"I have been very tired," he answered simply.
They walked on in silence for a few minutes, and then he added: "You wished for knowledge, and here you are surrounded by opportunities for attaining to it."
"I have never found Auntie Lloyd a specially interesting subject for study," Joan said obstinately.
Hieronymus smiled.
"I was not thinking of Auntie Lloyd," he said. "I was thinking of all these beautiful hedges, these lanes with their countless treasures, and this stream with its bed of stones, and those hills yonder; all of them eloquent with the wonder of the earth's history. You are literally surrounded with the means of making your minds beautiful, you country people. And why don't you do it?"
Joan listened. This was new language to her.
Hieronymus continued:
"The sciences are here for you. They offer themselves to you, without stint, without measure. Nature opens her book to you. Have you ever tried to read it? From the things which fret and worry our souls, from the people who worry and fret us, from ourselves who worry and fret ourselves, we can at least turn to Nature.

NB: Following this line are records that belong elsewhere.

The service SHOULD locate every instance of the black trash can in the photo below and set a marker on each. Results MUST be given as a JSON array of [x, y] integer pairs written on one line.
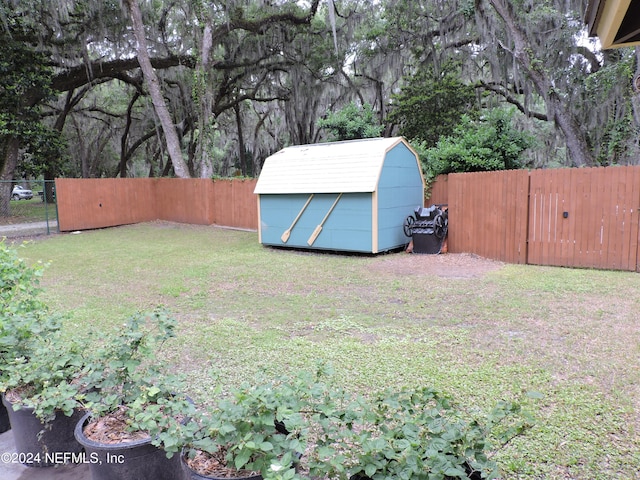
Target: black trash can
[[428, 229]]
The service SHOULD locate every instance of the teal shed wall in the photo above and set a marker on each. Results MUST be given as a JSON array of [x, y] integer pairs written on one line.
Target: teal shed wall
[[367, 222]]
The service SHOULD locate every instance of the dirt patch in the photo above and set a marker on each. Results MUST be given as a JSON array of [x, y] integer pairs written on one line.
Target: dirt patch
[[447, 265]]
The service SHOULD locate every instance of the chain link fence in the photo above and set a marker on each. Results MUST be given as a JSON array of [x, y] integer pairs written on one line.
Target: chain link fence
[[27, 208]]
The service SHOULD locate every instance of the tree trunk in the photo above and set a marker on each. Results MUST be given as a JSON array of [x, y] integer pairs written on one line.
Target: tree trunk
[[151, 79], [523, 52]]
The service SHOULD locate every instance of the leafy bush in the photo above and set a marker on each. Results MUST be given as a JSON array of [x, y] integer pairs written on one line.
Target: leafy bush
[[490, 143], [398, 434], [38, 365]]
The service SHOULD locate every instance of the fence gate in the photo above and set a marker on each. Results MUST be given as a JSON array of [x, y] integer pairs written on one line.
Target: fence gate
[[584, 217]]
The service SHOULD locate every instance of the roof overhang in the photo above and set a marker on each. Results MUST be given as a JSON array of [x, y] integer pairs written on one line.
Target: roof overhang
[[615, 22]]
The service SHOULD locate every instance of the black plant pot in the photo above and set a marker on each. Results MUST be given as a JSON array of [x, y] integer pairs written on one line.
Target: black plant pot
[[5, 424], [44, 445], [137, 460], [192, 475]]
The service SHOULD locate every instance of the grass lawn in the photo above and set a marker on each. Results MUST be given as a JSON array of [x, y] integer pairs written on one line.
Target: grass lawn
[[479, 330]]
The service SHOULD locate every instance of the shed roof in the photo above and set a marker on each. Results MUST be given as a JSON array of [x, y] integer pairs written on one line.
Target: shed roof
[[349, 166]]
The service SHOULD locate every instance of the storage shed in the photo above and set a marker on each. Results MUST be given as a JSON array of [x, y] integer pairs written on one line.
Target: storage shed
[[344, 196]]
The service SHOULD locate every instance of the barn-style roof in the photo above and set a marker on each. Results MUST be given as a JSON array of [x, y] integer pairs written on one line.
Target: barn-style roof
[[347, 167], [615, 22]]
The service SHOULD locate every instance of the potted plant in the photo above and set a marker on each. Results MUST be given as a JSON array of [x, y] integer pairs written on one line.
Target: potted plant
[[30, 344], [133, 398]]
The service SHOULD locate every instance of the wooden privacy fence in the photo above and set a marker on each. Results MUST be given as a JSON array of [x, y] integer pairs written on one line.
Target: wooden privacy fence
[[584, 217], [97, 203]]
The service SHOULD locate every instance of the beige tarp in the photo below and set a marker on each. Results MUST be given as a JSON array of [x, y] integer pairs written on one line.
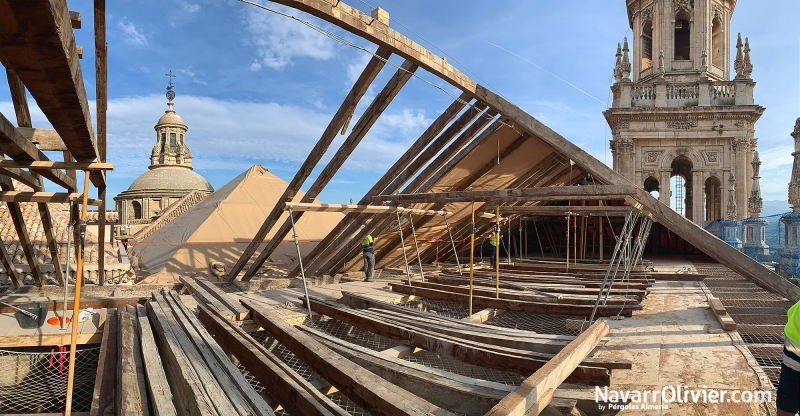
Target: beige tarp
[[219, 228]]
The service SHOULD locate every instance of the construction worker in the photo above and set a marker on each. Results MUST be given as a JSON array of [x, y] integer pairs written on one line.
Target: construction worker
[[788, 400], [493, 242], [368, 249]]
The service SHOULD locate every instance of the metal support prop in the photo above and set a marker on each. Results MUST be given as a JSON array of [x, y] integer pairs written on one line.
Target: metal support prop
[[497, 239], [300, 259], [471, 255], [455, 253], [403, 244], [77, 301], [416, 246]]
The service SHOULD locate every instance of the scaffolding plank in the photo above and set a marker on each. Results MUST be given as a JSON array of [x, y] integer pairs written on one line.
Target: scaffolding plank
[[363, 387], [537, 389]]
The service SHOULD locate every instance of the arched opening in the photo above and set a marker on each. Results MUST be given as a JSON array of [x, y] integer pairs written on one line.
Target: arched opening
[[647, 45], [713, 195], [651, 185], [681, 183], [137, 210], [716, 42], [682, 37]]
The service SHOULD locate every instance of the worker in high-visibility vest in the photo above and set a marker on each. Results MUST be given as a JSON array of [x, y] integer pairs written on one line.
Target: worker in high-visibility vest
[[493, 242], [368, 249], [788, 400]]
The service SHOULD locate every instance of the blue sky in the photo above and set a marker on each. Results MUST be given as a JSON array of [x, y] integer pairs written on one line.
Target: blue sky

There we find our right place, a resting place of intense repose. There we lose that troublesome part of ourselves, our own sense of importance. Then we rest, and not until then.
"Why should you speak to me of rest?" the girl cried, her fund of patience and control coming suddenly to an end. "I don't want to rest. I want to live a full, rich life, crammed with interests. I want to learn about life itself, not about things. It is so absurd to talk to me of rest. You've had your term of unrest--you said so. I don't care about peace and repose! I don't----"
She left off as suddenly as she had begun, fearing to seem too ill-mannered.